Our personalized menus were laid out at the table we were ushered to. There were selections for shakahari dawat and mansahari dawat, and we started off with some Labgeer and Jhinga Ajwaini. Labgeer is a delicate aromatic fresh beet root patty with cashew and cheese flavored with cardamom and pan-grilled in butter to crisp – a great start. And the Jhinga was seriously large jumbo prawns roasted with a flavored mixture of yoghurt, red chili, turmeric and garam masala, delectable! A few tikkis and kebabs followed – the gilawat ke kebab was irresistible melt-in-the-mouth delicately spiced with cloves and cinnamon. We still like ours with naan, but here it was served by itself. The Makkai ki Tikki was quite nice from the vegetarian selection, but Nadru ki Chaanp made quite an impression. Gallettes of lotus stem minced with ginger, onions and green chilies fried to a golden crisp, quite different and delicious!
The appetizers were quite heavy and usually that could suffice as a meal. I made sure I minimized the tasting portions so I could last till the mains. The classic Mahi Qaliya was well done, rich gravy of fish stock soured with dry mango gave it a nice tangy edge. The Murgh Khushk Purdah was an interesting fusion dish of fragrant boneless chicken cured with flavors of star anise, tobacco and the works. It looked quite curious, but wasn’t very distinct in taste. Dal Bukhara was outstanding, as always – harmonious combination of black lentils, tomatoes, ginger and garlic.
My favorite dishes in Kebabs and Kurries (and in Dum Pukht) are Dum Pukht Gosht Biryani with Nihari.
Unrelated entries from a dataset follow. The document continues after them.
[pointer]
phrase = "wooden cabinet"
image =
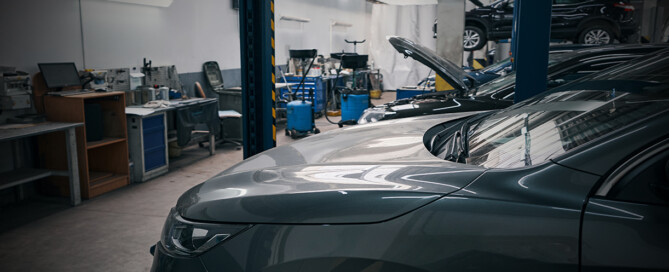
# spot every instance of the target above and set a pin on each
(103, 161)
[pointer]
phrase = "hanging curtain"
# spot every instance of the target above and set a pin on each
(412, 22)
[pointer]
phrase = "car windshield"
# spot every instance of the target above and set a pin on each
(498, 84)
(547, 126)
(497, 66)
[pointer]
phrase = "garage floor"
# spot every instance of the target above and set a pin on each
(113, 232)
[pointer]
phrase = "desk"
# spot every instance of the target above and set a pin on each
(24, 175)
(184, 115)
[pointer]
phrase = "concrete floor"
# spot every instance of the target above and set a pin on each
(114, 232)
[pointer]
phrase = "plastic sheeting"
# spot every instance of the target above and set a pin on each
(412, 22)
The braised lamb of the biryani is cooked to perfection. And the long, aromatic rice grains pair beautifully with the succulent lamb preparation in the spicy brown gravy. Yes, several helpings of this made my meal complete! There was a Tasting plate of three signature desserts – K&K Kulfi, Shahi Tukda, Shaan-e-Aam – simple, distinct and scrumptious.
The Last Word
Kebabs & Kurries has an exquisite menu in summary. The Kurries collection showcases the kitchen’s repertoire of luscious Quarmas. While the Kebab Collection showcases signatures from the Tandoor Chatpate Tandoori Aloo along with Bukharas famed Barrah Kebab. And you could team the Kurries with breads from the clay and iron tandoor. The sumptuous fare at Kebabs and Kurries comprises a mouth-watering array of kebabs and a wide range of dishes from all over India, and is a gourmet extravaganza. Come check it out!